Secondly, the political left has a very strong association with an anti-religion (or, assertive secularist) attitude that owes to the post-independence ideological orientation of many new regimes in the Muslim world. As a legacy of early modernization ideas, post-independence regimes adhered to a religion-less modernization project, thereby creating an association with "godlessness" and severely undermining the potential success of leftist parties in the Muslim world with this stigma.

When we consider the fact that many Muslim-majority countries are underdeveloped, the weakness of leftist parties amid pervasive poverty becomes all the more clear. Hence, the association between a Muslim discourse and a leftist one appears to be a contradiction in terms for many largely due to this historical legacy.

Finally, the ideological dominance of Islamist discourse, which masquerades to represent the sole true understanding or interpretation of Islam, stifles the development of alternative Muslim political discourses. Such dominance partly emanates from how Islamists pitch their discourse as one that "defends" the honor of Islam against the "godless" politics of (leftist) seculars. On a different level, Islamist ideology also feeds from a heavy dose of anti-Westernism. An obtrusive ideological tool that Islamists utilize is blaming the West for the ills of Muslim societies, which conveniently relieves Muslims of responsibility. Progress for Islamists lies not in the future but in the past; it is about re-enacting the praxis of the past, consequently ignoring adjustment to the demands of the modern age as "westernization."
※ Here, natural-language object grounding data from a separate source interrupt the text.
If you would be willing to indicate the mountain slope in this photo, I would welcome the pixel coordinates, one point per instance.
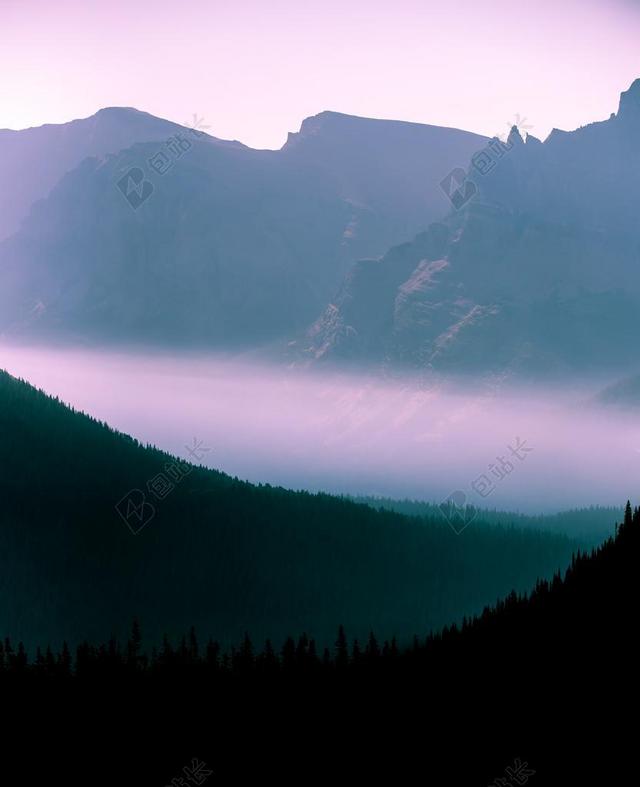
(33, 160)
(221, 554)
(538, 272)
(226, 244)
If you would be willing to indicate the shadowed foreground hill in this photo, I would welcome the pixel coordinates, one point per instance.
(220, 554)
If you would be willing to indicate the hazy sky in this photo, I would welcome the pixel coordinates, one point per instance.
(253, 69)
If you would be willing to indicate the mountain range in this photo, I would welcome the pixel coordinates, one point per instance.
(126, 228)
(536, 269)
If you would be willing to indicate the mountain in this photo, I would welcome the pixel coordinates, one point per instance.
(190, 240)
(623, 394)
(33, 160)
(96, 529)
(535, 270)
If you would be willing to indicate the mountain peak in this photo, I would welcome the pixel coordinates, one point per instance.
(630, 102)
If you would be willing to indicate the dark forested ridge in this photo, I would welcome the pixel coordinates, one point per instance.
(590, 525)
(220, 554)
(507, 691)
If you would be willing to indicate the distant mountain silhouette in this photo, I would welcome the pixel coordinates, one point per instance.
(33, 160)
(536, 272)
(202, 242)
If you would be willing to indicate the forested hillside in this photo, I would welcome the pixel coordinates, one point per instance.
(220, 554)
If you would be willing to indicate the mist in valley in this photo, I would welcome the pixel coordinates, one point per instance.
(533, 450)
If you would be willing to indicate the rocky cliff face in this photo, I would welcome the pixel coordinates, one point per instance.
(539, 271)
(225, 245)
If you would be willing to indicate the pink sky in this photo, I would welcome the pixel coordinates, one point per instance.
(253, 69)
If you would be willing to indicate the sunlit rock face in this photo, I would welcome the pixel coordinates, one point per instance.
(538, 271)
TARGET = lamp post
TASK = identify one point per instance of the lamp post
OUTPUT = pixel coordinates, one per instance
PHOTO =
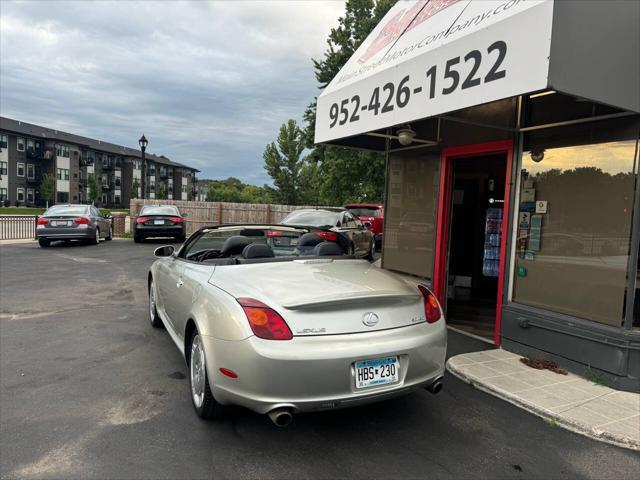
(143, 173)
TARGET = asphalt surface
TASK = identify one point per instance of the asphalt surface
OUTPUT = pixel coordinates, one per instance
(89, 390)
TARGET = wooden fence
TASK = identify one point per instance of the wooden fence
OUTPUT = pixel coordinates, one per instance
(200, 214)
(13, 227)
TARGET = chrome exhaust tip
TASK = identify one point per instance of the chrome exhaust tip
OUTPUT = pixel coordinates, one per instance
(436, 386)
(281, 417)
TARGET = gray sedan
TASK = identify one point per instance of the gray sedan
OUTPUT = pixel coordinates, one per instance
(73, 222)
(280, 329)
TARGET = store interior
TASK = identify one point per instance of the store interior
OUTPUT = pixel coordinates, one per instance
(474, 245)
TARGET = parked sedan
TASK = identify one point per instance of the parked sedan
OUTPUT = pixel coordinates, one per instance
(159, 221)
(264, 326)
(359, 239)
(73, 222)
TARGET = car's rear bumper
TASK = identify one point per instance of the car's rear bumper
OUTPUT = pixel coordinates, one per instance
(317, 373)
(159, 231)
(62, 233)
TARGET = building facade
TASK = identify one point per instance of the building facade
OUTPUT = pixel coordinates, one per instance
(29, 152)
(512, 183)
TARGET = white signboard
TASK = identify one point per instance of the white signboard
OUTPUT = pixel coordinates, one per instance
(430, 57)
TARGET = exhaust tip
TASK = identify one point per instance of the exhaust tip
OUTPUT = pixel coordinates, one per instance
(436, 386)
(281, 417)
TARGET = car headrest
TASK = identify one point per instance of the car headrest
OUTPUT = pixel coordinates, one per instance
(309, 240)
(234, 245)
(257, 250)
(327, 249)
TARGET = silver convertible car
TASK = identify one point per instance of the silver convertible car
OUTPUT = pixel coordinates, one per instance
(279, 320)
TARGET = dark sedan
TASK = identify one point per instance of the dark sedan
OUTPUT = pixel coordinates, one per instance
(73, 222)
(359, 239)
(159, 221)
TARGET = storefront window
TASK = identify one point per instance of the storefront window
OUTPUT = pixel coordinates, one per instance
(412, 198)
(574, 224)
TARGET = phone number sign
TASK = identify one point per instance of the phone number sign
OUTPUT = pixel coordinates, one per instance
(508, 59)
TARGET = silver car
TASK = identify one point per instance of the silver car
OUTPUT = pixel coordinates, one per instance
(271, 319)
(73, 222)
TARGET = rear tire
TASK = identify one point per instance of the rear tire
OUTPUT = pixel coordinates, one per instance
(156, 322)
(204, 404)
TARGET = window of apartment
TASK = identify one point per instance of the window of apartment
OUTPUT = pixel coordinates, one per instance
(412, 195)
(574, 222)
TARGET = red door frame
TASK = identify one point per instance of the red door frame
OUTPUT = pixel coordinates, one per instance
(444, 217)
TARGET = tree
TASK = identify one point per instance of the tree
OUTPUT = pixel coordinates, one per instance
(284, 163)
(134, 188)
(47, 187)
(345, 175)
(95, 187)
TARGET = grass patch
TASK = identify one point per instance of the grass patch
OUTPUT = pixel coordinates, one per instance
(21, 211)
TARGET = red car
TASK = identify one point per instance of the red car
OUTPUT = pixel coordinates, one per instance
(372, 215)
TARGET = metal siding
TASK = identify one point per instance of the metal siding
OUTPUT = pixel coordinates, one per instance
(595, 51)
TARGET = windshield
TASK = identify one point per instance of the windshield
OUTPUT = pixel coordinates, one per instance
(314, 218)
(365, 211)
(160, 210)
(239, 243)
(67, 210)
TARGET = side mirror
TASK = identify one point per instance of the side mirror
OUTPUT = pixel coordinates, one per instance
(165, 251)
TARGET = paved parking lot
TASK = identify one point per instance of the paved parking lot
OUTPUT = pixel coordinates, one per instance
(88, 389)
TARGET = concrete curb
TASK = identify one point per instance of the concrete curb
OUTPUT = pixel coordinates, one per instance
(560, 420)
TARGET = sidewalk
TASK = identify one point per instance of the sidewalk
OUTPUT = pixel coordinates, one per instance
(568, 401)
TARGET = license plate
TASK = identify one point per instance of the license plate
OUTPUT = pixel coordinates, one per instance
(381, 371)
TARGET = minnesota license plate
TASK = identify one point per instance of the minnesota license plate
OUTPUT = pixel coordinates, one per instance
(381, 371)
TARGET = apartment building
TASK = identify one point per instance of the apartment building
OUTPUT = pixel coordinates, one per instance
(28, 152)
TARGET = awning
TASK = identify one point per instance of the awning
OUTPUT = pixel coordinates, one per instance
(430, 57)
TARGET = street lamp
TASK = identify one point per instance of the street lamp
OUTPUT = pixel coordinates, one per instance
(143, 174)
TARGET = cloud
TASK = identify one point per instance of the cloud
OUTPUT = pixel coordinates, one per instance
(209, 83)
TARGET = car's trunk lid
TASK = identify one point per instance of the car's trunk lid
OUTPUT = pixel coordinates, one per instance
(326, 297)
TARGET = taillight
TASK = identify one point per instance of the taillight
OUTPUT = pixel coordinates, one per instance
(431, 305)
(328, 236)
(265, 322)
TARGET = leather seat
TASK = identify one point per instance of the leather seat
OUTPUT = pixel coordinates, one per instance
(257, 250)
(234, 245)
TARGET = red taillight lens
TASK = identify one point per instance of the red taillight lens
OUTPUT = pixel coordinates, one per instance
(265, 322)
(431, 305)
(328, 236)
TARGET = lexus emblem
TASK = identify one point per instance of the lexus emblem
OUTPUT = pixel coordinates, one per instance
(370, 319)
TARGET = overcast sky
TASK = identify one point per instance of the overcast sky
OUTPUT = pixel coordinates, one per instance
(209, 83)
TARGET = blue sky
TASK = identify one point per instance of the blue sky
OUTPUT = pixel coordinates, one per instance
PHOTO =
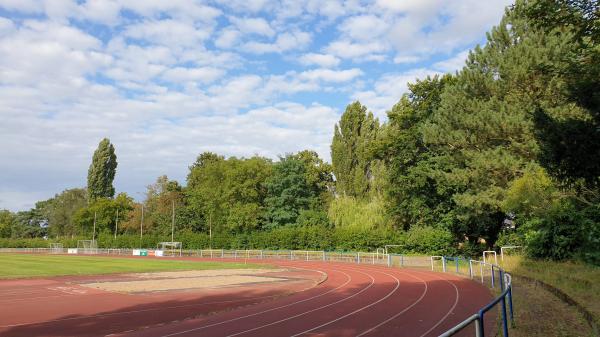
(167, 80)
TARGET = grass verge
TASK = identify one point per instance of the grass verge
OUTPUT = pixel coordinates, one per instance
(539, 312)
(33, 265)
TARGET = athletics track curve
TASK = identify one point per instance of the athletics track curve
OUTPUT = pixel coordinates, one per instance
(353, 300)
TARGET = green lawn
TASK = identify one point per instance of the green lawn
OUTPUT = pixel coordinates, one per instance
(26, 265)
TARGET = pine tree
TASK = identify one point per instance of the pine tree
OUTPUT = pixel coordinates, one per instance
(102, 171)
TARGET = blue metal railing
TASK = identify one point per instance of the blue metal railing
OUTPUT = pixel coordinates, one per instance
(505, 298)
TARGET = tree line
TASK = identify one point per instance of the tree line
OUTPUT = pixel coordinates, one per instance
(504, 151)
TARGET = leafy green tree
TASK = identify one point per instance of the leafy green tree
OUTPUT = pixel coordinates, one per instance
(104, 210)
(60, 209)
(288, 192)
(102, 171)
(351, 150)
(413, 194)
(7, 219)
(227, 194)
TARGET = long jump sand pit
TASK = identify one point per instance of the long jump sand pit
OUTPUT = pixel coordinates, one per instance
(186, 280)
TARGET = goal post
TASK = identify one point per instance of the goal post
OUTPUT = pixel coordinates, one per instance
(56, 248)
(169, 248)
(87, 246)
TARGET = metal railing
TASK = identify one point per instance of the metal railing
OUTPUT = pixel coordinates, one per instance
(466, 267)
(504, 298)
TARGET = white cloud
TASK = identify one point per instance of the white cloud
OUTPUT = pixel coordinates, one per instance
(284, 42)
(363, 27)
(452, 64)
(357, 51)
(203, 74)
(73, 72)
(329, 75)
(253, 26)
(323, 60)
(228, 38)
(388, 90)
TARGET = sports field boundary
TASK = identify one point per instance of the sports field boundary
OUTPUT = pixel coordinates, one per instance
(489, 273)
Indeed, many of these "liberal" ideas that Islamists oppose such as environmentalism, feminism, and the labor rights are typically conceived as "Western" ideas. The solution for Islamists, hence, is to energetically avoid these ideas and purge the society of non-Islamic and "Western" ideas as an extension of this dichotomous view of "us vs. them." Because this is an easy and simple "fix," Islamist discourse quickly captures the imagination of many Muslims; it conforms to what many in the Muslim world might already be thinking, particularly facilitated by the Islamic language employed in this process.

It is critical to note that, for the most part, Islam lends itself to fairly progressive interpretations to achieve progress on issues like women's rights, labor, and the environment. In fact, the positions of conservative Islamist parties today and their monopolistic claim on the "correct" understanding of Islam simply contradict the pluralistic history of the Muslim world.
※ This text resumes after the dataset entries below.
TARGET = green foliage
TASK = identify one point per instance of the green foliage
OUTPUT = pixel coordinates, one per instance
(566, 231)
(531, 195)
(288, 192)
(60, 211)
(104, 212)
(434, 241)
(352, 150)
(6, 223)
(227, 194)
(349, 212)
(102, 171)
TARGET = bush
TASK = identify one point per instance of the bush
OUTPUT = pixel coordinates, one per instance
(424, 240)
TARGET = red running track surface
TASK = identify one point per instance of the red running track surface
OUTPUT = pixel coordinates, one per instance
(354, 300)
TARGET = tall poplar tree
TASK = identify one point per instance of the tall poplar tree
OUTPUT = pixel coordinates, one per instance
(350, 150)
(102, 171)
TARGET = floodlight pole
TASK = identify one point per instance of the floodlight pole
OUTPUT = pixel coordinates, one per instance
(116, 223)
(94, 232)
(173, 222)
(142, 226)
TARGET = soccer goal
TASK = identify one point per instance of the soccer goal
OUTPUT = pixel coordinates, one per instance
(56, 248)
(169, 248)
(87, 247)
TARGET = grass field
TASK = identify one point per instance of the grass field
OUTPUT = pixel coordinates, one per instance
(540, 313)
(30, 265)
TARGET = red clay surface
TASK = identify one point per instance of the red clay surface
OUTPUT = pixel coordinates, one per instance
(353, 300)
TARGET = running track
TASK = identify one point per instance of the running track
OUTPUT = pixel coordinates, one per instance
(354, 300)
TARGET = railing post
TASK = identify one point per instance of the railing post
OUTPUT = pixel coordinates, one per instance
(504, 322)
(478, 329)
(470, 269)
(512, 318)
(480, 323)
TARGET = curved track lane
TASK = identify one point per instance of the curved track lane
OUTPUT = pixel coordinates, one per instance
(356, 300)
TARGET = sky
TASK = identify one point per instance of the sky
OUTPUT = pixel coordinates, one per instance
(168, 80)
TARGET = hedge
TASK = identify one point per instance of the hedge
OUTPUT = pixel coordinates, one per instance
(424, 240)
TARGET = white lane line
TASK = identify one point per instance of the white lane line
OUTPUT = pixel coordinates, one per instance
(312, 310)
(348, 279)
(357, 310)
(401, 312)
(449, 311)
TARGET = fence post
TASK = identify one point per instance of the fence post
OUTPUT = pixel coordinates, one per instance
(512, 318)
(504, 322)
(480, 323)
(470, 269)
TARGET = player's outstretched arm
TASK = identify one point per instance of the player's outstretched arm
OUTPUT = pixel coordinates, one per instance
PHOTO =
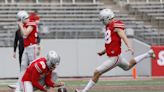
(123, 36)
(102, 52)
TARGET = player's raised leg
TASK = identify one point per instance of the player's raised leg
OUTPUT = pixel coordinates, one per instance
(126, 66)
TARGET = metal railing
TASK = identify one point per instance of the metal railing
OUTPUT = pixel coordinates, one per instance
(43, 1)
(141, 1)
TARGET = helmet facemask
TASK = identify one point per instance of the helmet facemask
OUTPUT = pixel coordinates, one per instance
(106, 15)
(52, 60)
(22, 16)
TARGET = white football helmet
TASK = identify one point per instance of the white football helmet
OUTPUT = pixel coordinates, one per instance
(52, 59)
(22, 15)
(106, 15)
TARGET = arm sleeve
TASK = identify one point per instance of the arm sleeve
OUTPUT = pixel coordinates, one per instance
(35, 80)
(119, 25)
(38, 39)
(16, 40)
(49, 81)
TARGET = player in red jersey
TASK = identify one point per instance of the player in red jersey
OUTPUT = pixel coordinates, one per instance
(29, 32)
(113, 35)
(38, 74)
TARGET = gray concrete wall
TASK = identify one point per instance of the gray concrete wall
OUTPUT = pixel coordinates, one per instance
(78, 58)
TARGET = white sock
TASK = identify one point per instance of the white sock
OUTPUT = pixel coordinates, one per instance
(88, 86)
(141, 57)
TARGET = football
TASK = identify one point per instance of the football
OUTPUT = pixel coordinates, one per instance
(62, 89)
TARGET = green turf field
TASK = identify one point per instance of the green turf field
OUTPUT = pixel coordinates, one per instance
(150, 85)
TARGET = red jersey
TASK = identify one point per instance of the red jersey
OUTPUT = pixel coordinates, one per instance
(112, 39)
(37, 70)
(32, 37)
(34, 17)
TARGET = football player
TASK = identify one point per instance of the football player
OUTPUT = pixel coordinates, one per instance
(113, 35)
(28, 30)
(38, 74)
Can such progressive Muslim political movements ever emerge and become popular? This is the question that strikes at the heart of the question of democracy and democratization in the Muslim world. The answer to this question rests on two key observations.

As many public opinion surveys indicate, religion is and will continue to occupy a very central role in the lives of a significant majority in the Muslim world. Unlike the secularization at the individual level that accompanied the movement toward democratization in the West, religion will remain a significant part of the conversation in the Muslim world's drive to democracy. Any genuine move toward democracy must accommodate religion as part of the process.

I must clarify, however, that such incorporation cannot be in the Islamist fashion; decades of experience have shown that Islamism's relation with democracy cannot go beyond polemical exchanges.

Rather, religion must be an ally of democratization efforts; recent research also indicates that religiosity does not prevent individual level support for democracy.

Likewise, progressive Muslim political movements are the only viable alternative to fill in the void of progressivism. This is particularly the case when we can only find inauspicious traces of progressivism outside the relatively small secular enclaves in the Muslim world due to the absence of organic labor movements and their political representatives in the political arena. At the end of the day, we should avoid the incorrect assumptions made in the past and accept that good things like democracy can come about in different ways.